The scenario is pretty simple, assume a directory tool, which reads the current hard drive. When a directory is found, it should be either created, or, if already present, updated.
First lets only focus on the creation part:
public static DatabaseDirectory Get(DirectoryInfo dI)
{
var result = DatabaseController.Session
.CreateCriteria(typeof (DatabaseDirectory))
.Add(Restrictions.Eq("FullName", dI.FullName))
.List<DatabaseDirectory>().FirstOrDefault();
if (result == null)
{
result = new DatabaseDirectory
{
CreationTime = dI.CreationTime,
Existing = dI.Exists,
Extension = dI.Extension,
FullName = dI.FullName,
LastAccessTime = dI.LastAccessTime,
LastWriteTime = dI.LastWriteTime,
Name = dI.Name
};
}
return result;
}
Is this the way to go regarding:
Speed
Separation of Concern
What comes to mind is the following: A scan will always be performed "as a whole". Meaning, during a scan of drive C, I know that nothing new gets added to the database (from some other process). So it MAY be a good idea to "cache" all existing directories prior to the scan, and look them up this way. On the other hand, this may be not suitable for large sets of data, like files (which will be 600.000 or more)...
Perhaps some performance gain can be achieved using "index columns" or something like this, but I am not so familiar with this topic. If anybody has some references, just point me in the right direction...
Thanks,
Chris
PS: I am using NHibernate, Fluent Interface, Automapping and SQL Express (could switch to full SQL)
Note:
In the given problem, the path is not the ID in the database. The ID is an auto-increment, and I can't change this requirement (other reasons). So the real question is, what is the fastest way to "check for the existance of an object, where the ID is not known, just a property of that object"

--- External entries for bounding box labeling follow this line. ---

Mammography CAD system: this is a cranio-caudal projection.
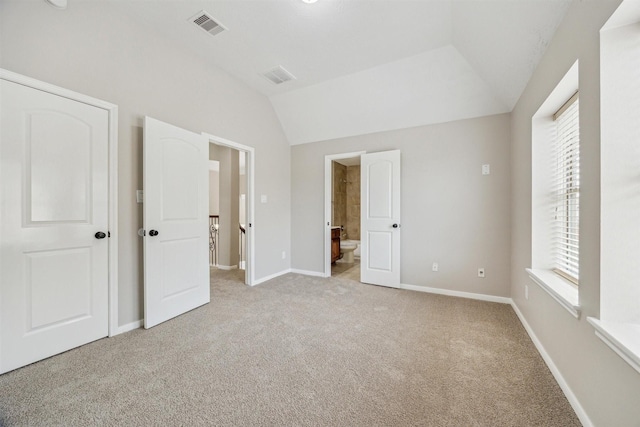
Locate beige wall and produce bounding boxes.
[291,114,510,297]
[511,0,640,426]
[0,0,291,325]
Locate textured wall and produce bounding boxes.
[291,114,510,297]
[0,0,291,325]
[511,0,640,426]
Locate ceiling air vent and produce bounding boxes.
[262,65,295,85]
[190,10,226,36]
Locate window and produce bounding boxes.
[525,62,580,318]
[551,92,580,285]
[588,0,640,372]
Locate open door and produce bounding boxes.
[360,150,400,288]
[0,77,115,374]
[144,117,210,328]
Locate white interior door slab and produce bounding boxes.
[0,80,109,373]
[360,150,400,288]
[143,117,210,328]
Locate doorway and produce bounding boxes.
[324,151,365,281]
[205,134,254,286]
[324,150,401,288]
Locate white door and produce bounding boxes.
[360,150,400,288]
[144,117,209,328]
[0,80,109,373]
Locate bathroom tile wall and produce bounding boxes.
[345,165,360,240]
[331,162,347,227]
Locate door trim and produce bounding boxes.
[202,132,257,286]
[322,151,367,277]
[0,68,119,345]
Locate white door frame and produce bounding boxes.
[0,68,119,345]
[323,151,367,277]
[202,132,255,286]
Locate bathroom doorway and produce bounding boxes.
[207,135,254,286]
[325,152,365,281]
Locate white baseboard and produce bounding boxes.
[400,283,511,304]
[251,268,291,286]
[291,268,325,277]
[112,319,144,336]
[511,301,593,427]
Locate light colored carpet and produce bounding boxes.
[0,271,580,426]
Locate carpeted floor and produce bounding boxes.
[0,271,580,427]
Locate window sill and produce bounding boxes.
[587,317,640,373]
[526,268,580,319]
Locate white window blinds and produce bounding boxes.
[552,93,580,285]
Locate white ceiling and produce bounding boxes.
[109,0,570,144]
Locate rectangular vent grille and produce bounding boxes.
[262,65,295,85]
[190,10,226,36]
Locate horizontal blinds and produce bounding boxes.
[552,94,580,284]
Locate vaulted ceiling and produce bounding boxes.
[113,0,570,144]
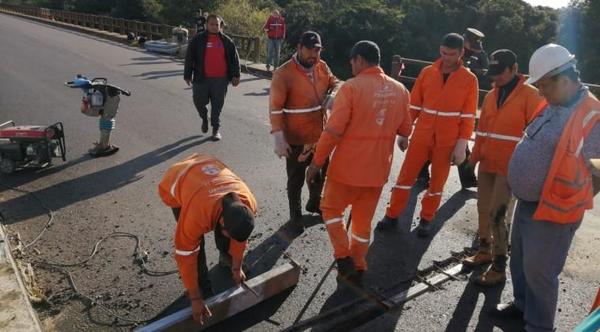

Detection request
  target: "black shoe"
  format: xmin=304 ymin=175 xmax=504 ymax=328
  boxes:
xmin=417 ymin=219 xmax=432 ymax=237
xmin=335 ymin=257 xmax=356 ymax=283
xmin=375 ymin=216 xmax=398 ymax=231
xmin=202 ymin=118 xmax=208 ymax=134
xmin=305 ymin=197 xmax=321 ymax=214
xmin=490 ymin=302 xmax=523 ymax=319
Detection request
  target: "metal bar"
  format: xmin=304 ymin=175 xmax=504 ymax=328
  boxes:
xmin=136 ymin=263 xmax=300 ymax=332
xmin=284 ymin=264 xmax=462 ymax=331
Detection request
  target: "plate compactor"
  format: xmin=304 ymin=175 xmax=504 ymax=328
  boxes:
xmin=65 ymin=75 xmax=131 ymax=157
xmin=0 ymin=121 xmax=66 ymax=174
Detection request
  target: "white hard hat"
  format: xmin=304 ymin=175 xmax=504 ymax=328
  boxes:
xmin=526 ymin=44 xmax=576 ymax=84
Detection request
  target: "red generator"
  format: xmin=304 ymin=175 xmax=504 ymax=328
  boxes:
xmin=0 ymin=121 xmax=66 ymax=174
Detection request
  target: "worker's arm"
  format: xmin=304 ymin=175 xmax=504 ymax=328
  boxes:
xmin=409 ymin=69 xmax=425 ymax=122
xmin=311 ymin=84 xmax=353 ymax=169
xmin=229 ymin=239 xmax=247 ymax=285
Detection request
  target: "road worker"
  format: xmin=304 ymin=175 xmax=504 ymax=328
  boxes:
xmin=269 ymin=31 xmax=339 ymax=234
xmin=377 ymin=33 xmax=478 ymax=237
xmin=307 ymin=41 xmax=412 ymax=285
xmin=463 ymin=49 xmax=543 ymax=286
xmin=158 ymin=154 xmax=257 ymax=324
xmin=493 ymin=44 xmax=600 ymax=332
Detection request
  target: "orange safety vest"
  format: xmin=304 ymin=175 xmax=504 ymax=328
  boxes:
xmin=269 ymin=58 xmax=339 ymax=145
xmin=410 ymin=60 xmax=479 ymax=147
xmin=313 ymin=67 xmax=412 ymax=187
xmin=470 ymin=75 xmax=543 ymax=176
xmin=533 ymin=91 xmax=600 ymax=224
xmin=158 ymin=153 xmax=257 ymax=289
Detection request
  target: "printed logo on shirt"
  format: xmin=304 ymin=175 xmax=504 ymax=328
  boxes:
xmin=202 ymin=164 xmax=221 ymax=175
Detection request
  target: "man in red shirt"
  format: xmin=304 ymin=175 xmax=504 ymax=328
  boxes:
xmin=263 ymin=9 xmax=285 ymax=70
xmin=183 ymin=14 xmax=240 ymax=141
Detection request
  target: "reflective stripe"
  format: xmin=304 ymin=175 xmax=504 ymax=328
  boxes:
xmin=575 ymin=138 xmax=583 ymax=157
xmin=583 ymin=111 xmax=600 ymax=128
xmin=175 ymin=246 xmax=200 ymax=256
xmin=325 ymin=218 xmax=344 ymax=225
xmin=282 ymin=106 xmax=322 ymax=113
xmin=423 ymin=108 xmax=461 ymax=116
xmin=475 ymin=131 xmax=521 ymax=142
xmin=171 ymin=159 xmax=206 ymax=197
xmin=352 ymin=233 xmax=369 ymax=243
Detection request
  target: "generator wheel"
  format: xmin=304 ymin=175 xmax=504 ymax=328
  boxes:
xmin=0 ymin=158 xmax=17 ymax=174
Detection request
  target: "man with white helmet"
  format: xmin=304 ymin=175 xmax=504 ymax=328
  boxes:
xmin=493 ymin=44 xmax=600 ymax=332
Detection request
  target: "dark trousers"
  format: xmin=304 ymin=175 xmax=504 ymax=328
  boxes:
xmin=285 ymin=145 xmax=327 ymax=219
xmin=198 ymin=223 xmax=231 ymax=299
xmin=192 ymin=77 xmax=229 ymax=131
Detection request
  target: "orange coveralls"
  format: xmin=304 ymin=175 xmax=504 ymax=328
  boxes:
xmin=386 ymin=60 xmax=479 ymax=221
xmin=158 ymin=154 xmax=257 ymax=296
xmin=313 ymin=67 xmax=412 ymax=270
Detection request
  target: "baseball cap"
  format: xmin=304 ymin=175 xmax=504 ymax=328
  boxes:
xmin=300 ymin=31 xmax=323 ymax=48
xmin=487 ymin=49 xmax=517 ymax=76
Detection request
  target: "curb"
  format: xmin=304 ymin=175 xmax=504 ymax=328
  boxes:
xmin=0 ymin=223 xmax=42 ymax=332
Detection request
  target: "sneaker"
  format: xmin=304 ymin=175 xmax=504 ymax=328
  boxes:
xmin=463 ymin=247 xmax=493 ymax=267
xmin=475 ymin=265 xmax=506 ymax=287
xmin=490 ymin=302 xmax=523 ymax=319
xmin=202 ymin=119 xmax=208 ymax=134
xmin=305 ymin=197 xmax=321 ymax=214
xmin=417 ymin=219 xmax=432 ymax=237
xmin=375 ymin=216 xmax=398 ymax=231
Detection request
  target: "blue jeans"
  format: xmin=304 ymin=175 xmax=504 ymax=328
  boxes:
xmin=267 ymin=39 xmax=283 ymax=68
xmin=510 ymin=200 xmax=581 ymax=332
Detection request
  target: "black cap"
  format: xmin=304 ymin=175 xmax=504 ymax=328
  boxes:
xmin=487 ymin=49 xmax=517 ymax=76
xmin=299 ymin=31 xmax=323 ymax=48
xmin=223 ymin=201 xmax=254 ymax=242
xmin=463 ymin=28 xmax=485 ymax=51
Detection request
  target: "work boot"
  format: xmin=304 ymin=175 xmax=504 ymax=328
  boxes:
xmin=211 ymin=128 xmax=223 ymax=142
xmin=417 ymin=218 xmax=432 ymax=237
xmin=202 ymin=118 xmax=208 ymax=134
xmin=306 ymin=197 xmax=321 ymax=214
xmin=335 ymin=257 xmax=356 ymax=284
xmin=490 ymin=302 xmax=523 ymax=319
xmin=375 ymin=216 xmax=398 ymax=231
xmin=475 ymin=264 xmax=506 ymax=287
xmin=463 ymin=239 xmax=493 ymax=267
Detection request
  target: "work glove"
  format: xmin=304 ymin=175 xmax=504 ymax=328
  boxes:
xmin=452 ymin=138 xmax=467 ymax=165
xmin=396 ymin=136 xmax=408 ymax=152
xmin=271 ymin=130 xmax=291 ymax=158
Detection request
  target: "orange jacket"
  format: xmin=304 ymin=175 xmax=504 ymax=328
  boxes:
xmin=158 ymin=154 xmax=256 ymax=290
xmin=269 ymin=57 xmax=339 ymax=145
xmin=313 ymin=67 xmax=412 ymax=187
xmin=410 ymin=60 xmax=479 ymax=147
xmin=533 ymin=91 xmax=600 ymax=224
xmin=470 ymin=75 xmax=544 ymax=176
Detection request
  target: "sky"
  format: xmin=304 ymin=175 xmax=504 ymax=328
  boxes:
xmin=525 ymin=0 xmax=569 ymax=8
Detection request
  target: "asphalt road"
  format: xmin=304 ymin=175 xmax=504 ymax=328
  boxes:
xmin=0 ymin=11 xmax=600 ymax=331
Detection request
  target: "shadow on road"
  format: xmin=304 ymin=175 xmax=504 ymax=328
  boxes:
xmin=0 ymin=136 xmax=210 ymax=224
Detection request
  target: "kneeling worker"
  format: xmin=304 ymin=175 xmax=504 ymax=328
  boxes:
xmin=158 ymin=154 xmax=256 ymax=324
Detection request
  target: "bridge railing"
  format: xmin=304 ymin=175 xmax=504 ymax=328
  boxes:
xmin=0 ymin=4 xmax=260 ymax=62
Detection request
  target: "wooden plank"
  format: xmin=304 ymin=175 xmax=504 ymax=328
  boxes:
xmin=136 ymin=263 xmax=300 ymax=332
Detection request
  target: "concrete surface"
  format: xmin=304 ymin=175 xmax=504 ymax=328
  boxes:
xmin=0 ymin=11 xmax=600 ymax=331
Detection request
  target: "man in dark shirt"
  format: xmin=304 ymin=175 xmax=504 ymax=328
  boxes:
xmin=183 ymin=14 xmax=240 ymax=141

And batching might be possible, by selecting a big group with something like "starts with C:Testfiles\" but the problem then remains, how do I know in advance how big this set will be. I cant select "max 1000" and check in this buffered dictionary, because i might "hit next to the searched dir"... I hope this problem is clear. The most important part, is, is buffering really affecting performance this much. If so, does it make sense to load the whole DB in a dictionary, containing only PATH and ID (which will be OK, even if there are 1.000.000 object, I think..)

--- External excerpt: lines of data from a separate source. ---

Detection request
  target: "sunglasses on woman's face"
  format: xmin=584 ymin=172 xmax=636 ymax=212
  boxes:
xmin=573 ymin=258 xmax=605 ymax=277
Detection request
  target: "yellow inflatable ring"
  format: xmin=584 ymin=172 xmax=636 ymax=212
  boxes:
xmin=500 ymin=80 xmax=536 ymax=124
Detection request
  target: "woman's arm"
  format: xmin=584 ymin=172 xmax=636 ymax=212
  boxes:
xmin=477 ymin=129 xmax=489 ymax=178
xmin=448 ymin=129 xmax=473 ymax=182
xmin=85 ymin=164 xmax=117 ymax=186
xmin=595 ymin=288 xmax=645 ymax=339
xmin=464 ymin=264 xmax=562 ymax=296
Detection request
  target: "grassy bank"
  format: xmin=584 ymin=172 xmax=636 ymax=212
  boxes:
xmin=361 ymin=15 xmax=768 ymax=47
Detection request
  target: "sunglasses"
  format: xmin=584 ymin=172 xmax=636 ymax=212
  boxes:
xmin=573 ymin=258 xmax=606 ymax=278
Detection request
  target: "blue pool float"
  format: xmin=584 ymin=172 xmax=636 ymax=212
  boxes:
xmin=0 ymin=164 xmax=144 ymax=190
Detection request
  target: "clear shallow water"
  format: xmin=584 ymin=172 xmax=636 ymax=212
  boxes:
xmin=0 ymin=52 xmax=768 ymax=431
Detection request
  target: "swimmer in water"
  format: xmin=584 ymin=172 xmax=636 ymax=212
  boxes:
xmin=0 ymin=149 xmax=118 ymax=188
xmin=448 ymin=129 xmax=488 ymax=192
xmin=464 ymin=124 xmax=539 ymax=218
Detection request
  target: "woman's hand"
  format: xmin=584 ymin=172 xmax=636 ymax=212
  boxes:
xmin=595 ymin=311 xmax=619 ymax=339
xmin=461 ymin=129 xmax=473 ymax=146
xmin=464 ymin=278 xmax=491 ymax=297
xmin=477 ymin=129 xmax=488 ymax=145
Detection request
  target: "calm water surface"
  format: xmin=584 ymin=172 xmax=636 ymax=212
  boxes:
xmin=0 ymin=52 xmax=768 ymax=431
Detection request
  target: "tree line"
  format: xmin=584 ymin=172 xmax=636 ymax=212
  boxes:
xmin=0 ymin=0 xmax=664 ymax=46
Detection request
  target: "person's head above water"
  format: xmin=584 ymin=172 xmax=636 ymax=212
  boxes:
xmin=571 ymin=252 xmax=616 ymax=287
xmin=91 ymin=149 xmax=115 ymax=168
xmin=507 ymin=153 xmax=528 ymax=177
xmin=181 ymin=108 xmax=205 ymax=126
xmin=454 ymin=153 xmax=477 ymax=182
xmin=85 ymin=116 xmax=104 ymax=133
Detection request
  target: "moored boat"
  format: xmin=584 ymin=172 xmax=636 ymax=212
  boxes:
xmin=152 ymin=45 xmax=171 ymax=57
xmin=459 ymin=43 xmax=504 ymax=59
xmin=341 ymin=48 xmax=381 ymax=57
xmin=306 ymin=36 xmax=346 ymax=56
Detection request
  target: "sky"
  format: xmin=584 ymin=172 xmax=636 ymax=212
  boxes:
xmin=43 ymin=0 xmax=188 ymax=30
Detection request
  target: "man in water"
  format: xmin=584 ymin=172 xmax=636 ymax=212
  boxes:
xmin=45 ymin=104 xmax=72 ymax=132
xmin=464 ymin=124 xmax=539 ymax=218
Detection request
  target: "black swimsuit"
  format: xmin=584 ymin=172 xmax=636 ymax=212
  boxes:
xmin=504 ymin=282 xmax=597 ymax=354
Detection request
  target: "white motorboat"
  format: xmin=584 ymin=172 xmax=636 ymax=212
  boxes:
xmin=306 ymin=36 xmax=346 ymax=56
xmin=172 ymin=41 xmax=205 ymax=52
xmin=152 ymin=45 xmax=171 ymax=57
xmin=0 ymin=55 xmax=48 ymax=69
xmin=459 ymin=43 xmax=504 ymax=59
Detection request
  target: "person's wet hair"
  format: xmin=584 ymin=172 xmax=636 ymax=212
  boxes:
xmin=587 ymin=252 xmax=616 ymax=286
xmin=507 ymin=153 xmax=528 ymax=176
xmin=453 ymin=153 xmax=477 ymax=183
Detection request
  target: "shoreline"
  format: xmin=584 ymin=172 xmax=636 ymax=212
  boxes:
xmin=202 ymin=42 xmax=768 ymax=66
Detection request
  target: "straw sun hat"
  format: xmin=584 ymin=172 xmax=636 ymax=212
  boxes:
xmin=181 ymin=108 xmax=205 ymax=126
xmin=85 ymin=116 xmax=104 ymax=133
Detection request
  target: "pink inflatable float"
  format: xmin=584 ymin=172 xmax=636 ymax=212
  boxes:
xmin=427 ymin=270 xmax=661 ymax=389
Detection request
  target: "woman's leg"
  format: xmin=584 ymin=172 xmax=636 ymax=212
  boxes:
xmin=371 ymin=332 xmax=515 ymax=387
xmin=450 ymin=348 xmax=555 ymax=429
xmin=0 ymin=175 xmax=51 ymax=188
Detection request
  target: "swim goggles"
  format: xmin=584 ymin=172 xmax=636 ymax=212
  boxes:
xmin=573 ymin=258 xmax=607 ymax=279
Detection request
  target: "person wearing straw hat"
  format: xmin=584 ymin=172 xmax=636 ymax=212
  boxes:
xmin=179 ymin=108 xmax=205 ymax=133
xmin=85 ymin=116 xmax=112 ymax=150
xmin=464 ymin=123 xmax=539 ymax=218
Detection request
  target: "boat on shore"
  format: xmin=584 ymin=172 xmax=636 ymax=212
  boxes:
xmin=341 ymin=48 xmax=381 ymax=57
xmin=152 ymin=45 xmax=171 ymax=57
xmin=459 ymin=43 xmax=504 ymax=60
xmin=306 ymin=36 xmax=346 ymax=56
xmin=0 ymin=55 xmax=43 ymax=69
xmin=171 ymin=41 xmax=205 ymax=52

First off, I highly recommend that you (anyone using NH, really) read Ayende's article about the differences between Get, Load, and query.
In your case, since you need to check for existence, I would use .Get(id) instead of a query for selecting a single object.
However, I wonder if you might improve performance by utilizing some knowledge of your problem domain. If you're going to scan the whole drive and check each directory for existence in the database, you might get better performance by doing bulk operations. Perhaps create a DTO object that only contains the PK of your DatabaseDirectory object to further minimize data transfer/processing. Something like:
Dictionary<string, DirectoryInfo> directories;
session.CreateQuery("select new DatabaseDirectoryDTO(dd.FullName) from DatabaseDirectory dd where dd.FullName in (:ids)")
.SetParameterList("ids", directories.Keys)
.List();
Then just remove those elements that match the returned ID values to get the directories that don't exist. You might have to break the process into smaller batches depending on how large your input set is (for the files, almost certainly).
As far as separation of concerns, just keep the operation at a repository level. Have a method like SyncDirectories that takes a collection (maybe a Dictionary if you follow something like the above) that handles the process for updating the database. That way your higher application logic doesn't have to worry about how it all works and won't be affected should you find an even faster way to do it in the future.